Sonntag, 28. April 2019

Wohl bekomms (April 2019)

Wer hätte schon etwas dagegen, dass es Tieren wohlergeht. Na ja, nicht allen Tieren. Also mit Ratten zum Beispiel scheint das ja so eine Sache zu sein: Einerseits füttern wir sie ständig, indem ungebremst Speiseabfälle über die Klospülung in die Kanalisation verbracht werden, wo sie den netten Nagern ein Festmahl bereiten. Andererseits ruft kaum ein Säugetier mehr Ekel hervor als eben die gemeine Kloakenratte aus dem städtischen Untergrund. Auch Meister Lupus, der ständig Großmütter, Rotkäppchen und kleine Zicklein verspeist, steht auf der Beliebtheitsskala – zumindest in einigen Landstrichen – nicht gerade weit oben. Ebenso die gemeine Stadttaube, oftmals als Ratte der Lüfte diffamiert, weckt allerhöchstens bei einigen alleinstehenden älteren, zumeist weiblichen Menschen den Versorgungstrieb und führt zu – oft untersagten – Fütterungsorgien. Von Schlangen, Spinnen und Wespen will ich gar nicht weiter reden.

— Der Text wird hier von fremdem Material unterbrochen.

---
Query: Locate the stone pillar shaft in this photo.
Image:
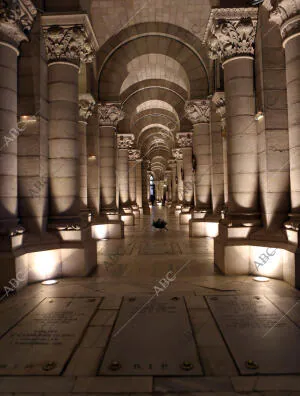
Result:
[79,121,88,210]
[136,160,143,209]
[193,123,211,209]
[99,126,117,212]
[224,57,258,215]
[176,159,183,204]
[118,149,129,207]
[210,92,228,216]
[142,160,150,215]
[285,35,300,218]
[79,94,96,211]
[182,147,194,206]
[0,42,19,234]
[48,62,80,222]
[87,112,100,217]
[129,161,137,205]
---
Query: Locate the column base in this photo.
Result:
[48,216,82,231]
[175,204,182,216]
[121,208,134,226]
[92,212,124,241]
[179,205,192,225]
[143,204,150,216]
[0,227,97,296]
[214,224,300,289]
[284,213,300,247]
[131,205,140,219]
[189,210,220,238]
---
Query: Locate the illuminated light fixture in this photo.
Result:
[20,115,36,122]
[255,111,264,121]
[252,276,270,282]
[42,279,58,286]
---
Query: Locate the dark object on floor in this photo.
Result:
[152,219,168,231]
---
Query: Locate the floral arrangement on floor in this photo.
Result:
[152,219,168,231]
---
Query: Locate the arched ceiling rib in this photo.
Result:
[97,23,209,175]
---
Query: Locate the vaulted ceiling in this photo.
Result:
[91,0,214,178]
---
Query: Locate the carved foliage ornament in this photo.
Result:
[0,0,37,45]
[78,95,95,121]
[117,134,134,149]
[176,133,192,148]
[44,25,95,63]
[128,150,141,161]
[172,149,183,160]
[212,92,226,120]
[98,104,125,127]
[208,17,257,62]
[270,0,300,39]
[184,100,210,124]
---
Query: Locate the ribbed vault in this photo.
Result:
[97,23,211,179]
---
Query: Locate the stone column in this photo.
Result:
[177,133,194,210]
[117,134,134,208]
[169,159,177,206]
[165,170,172,204]
[270,0,300,238]
[208,8,260,227]
[204,7,261,275]
[147,170,151,202]
[117,134,134,225]
[98,103,125,220]
[136,158,143,214]
[211,92,228,217]
[79,94,95,217]
[128,150,140,218]
[0,0,36,238]
[185,100,211,214]
[172,149,183,213]
[142,159,150,215]
[42,19,95,229]
[87,110,100,220]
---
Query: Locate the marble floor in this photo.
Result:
[0,208,300,396]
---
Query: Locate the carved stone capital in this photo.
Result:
[172,149,183,160]
[128,150,141,161]
[176,132,193,148]
[269,0,300,46]
[98,103,125,127]
[212,92,226,120]
[78,94,96,121]
[204,8,258,62]
[44,25,95,63]
[117,133,134,150]
[0,0,37,47]
[168,159,176,168]
[184,100,210,124]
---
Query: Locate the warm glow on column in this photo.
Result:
[251,246,284,278]
[92,224,108,240]
[28,250,60,280]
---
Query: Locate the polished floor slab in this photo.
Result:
[0,208,300,396]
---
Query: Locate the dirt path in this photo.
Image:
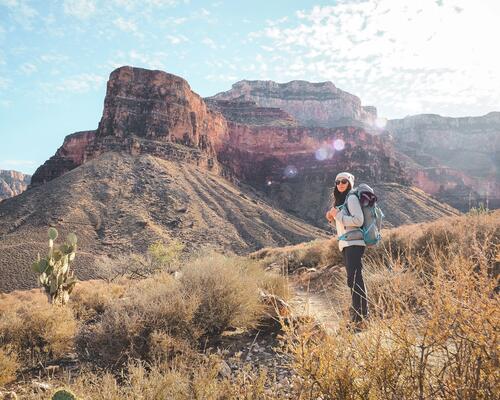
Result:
[290,287,341,334]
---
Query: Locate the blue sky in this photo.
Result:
[0,0,500,173]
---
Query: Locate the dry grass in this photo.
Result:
[0,212,500,400]
[0,346,21,386]
[73,253,286,367]
[20,356,289,400]
[0,293,78,366]
[280,213,500,400]
[69,280,126,322]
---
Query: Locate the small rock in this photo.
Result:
[219,360,231,378]
[31,381,52,392]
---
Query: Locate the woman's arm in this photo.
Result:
[335,195,364,227]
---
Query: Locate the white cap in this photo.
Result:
[335,172,354,189]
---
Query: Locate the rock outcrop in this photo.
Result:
[27,67,458,228]
[387,112,500,210]
[0,170,31,201]
[31,131,96,186]
[210,80,377,128]
[32,67,227,186]
[219,122,409,228]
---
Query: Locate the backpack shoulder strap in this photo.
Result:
[343,189,359,216]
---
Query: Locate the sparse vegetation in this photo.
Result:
[0,212,500,400]
[77,253,283,366]
[0,296,78,366]
[0,346,21,386]
[31,228,77,305]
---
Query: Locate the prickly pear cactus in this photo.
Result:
[52,389,77,400]
[31,228,77,305]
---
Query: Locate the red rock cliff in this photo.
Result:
[211,80,377,127]
[32,67,231,186]
[0,170,31,201]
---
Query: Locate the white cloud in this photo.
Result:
[167,35,189,44]
[0,0,38,30]
[21,63,38,75]
[105,50,168,70]
[201,37,218,50]
[113,0,189,11]
[0,76,11,90]
[40,73,105,96]
[63,0,96,19]
[40,52,70,64]
[113,17,137,33]
[249,0,500,117]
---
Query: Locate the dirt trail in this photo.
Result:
[290,286,341,334]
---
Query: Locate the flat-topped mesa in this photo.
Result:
[97,67,229,154]
[0,169,31,201]
[219,122,409,227]
[212,80,377,127]
[386,112,500,211]
[205,98,298,127]
[32,66,227,186]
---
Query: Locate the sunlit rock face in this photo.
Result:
[219,122,409,227]
[97,67,229,154]
[386,112,500,210]
[32,67,227,186]
[0,170,31,201]
[212,80,377,127]
[31,131,96,186]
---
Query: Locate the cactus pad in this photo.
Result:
[52,389,77,400]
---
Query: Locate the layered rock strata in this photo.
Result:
[32,67,227,186]
[387,112,500,210]
[211,80,377,128]
[0,170,31,201]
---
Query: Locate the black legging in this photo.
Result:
[342,246,368,322]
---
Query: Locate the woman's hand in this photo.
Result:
[326,207,339,222]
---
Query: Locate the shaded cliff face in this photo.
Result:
[205,98,299,127]
[32,67,227,186]
[387,112,500,210]
[26,67,458,231]
[97,67,229,154]
[31,131,96,186]
[0,170,31,201]
[219,122,409,228]
[211,80,377,127]
[0,152,328,293]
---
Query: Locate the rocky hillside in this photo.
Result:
[0,170,31,201]
[0,152,327,292]
[26,67,455,228]
[387,112,500,210]
[211,80,377,128]
[32,67,227,186]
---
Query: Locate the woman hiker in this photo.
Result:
[326,172,368,328]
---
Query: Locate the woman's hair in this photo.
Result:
[332,182,351,207]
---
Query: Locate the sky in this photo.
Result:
[0,0,500,174]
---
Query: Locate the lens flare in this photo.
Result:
[285,165,299,178]
[333,139,345,151]
[314,147,328,161]
[375,118,387,129]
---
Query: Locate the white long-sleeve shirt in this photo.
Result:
[335,194,366,251]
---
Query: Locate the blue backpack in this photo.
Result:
[339,183,384,246]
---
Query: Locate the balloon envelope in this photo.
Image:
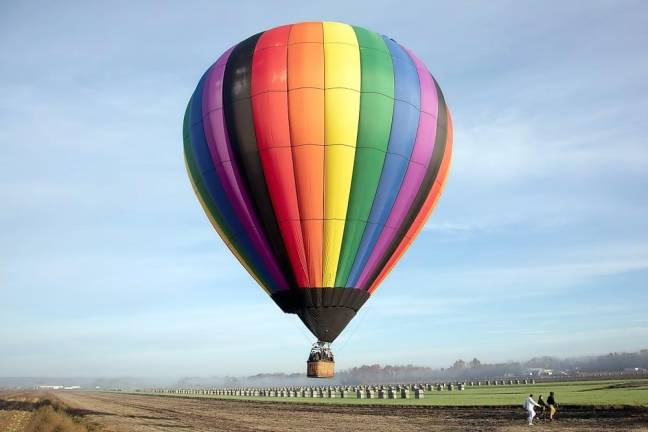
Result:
[184,22,452,342]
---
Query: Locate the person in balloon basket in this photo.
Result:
[547,392,558,421]
[522,394,540,426]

Nein, aber sonst bricht uns beim Leiden der Kreatur schon das Herz, wenn wir sehen, wie Rinder in irgendwelchen entfernten Häfen an einem Bein hängend vom Schiff auf einen LKW verladen werden. Natürlich klatschen wir da Beifall, wenn unsere Umweltministerin solcherart Quälerei von Tiertransporten untersagt. Und die ganzen niedlichen Schäflein, Häslein und Hündchen (natürlich außer dem beißwütigen Kampfterrier), denen soll es halt gut gehen. Dafür treten dann ja bei der anstehenden Europawahl allein fünf Gruppierungen an, die den Begriff Tierschutz im Namen haben*). Die Grauen Panther zähle ich jetzt mal trotz des tierischen Namens nicht dazu. So nimmt es denn auch nicht Wunder, dass die Vorreiter tierischen Wohlergehens, die Feinkostketten Lidl, ALDI, Netto, Penny und wie sie alle so heißen mögen, sich nun bei Tierwohlinitiativen nahezu überschlagen. Wenn am Wochenende die bunten Prospekte dieser Ketten im Briefkasten landen, kommen einem beim Studium bei so viel bunt gedruckten Guttieretum fast die Tränen. Da wird zertifiziert und ausgezeichnet, was das Zeug hält – besser wohl: was die Fantasie einer Marketingagentur so hergibt. Und nun, während die Vorreiterin des nachdenklichen Tierwohls, Bundestierwohlministerin Klöckner, noch über die Gestaltung bundeseinheitlicher Fleischlabels sinniert, ergreift der progressive LEH (Lebensmitteleinzelhandel) die Initiative: der Haltungskompass wird geboren. Von Stufe 1 bis 4 werden jetzt die Fleischerzeugnisse nach Haltungsnoten bewertet, also Tier- nicht Körperhaltung. Über die staatlich sanktionierte Massentierquälerei der Stufen eins (Stallhaltung mit 0,75 Quadratmeter Fläche für Mastschweine) und zwei (Stallhaltung plus) ist ja hinlänglich kritisch berichtet worden. Da auch die Stufe drei ja lediglich mit etwas mehr Frischluftzufuhr zu punkten versucht, scheint letztlich ja nur die beworbene Stufe vier Sinn zu machen. Die wird mal als Premium, mal als Bio bezeichnet. 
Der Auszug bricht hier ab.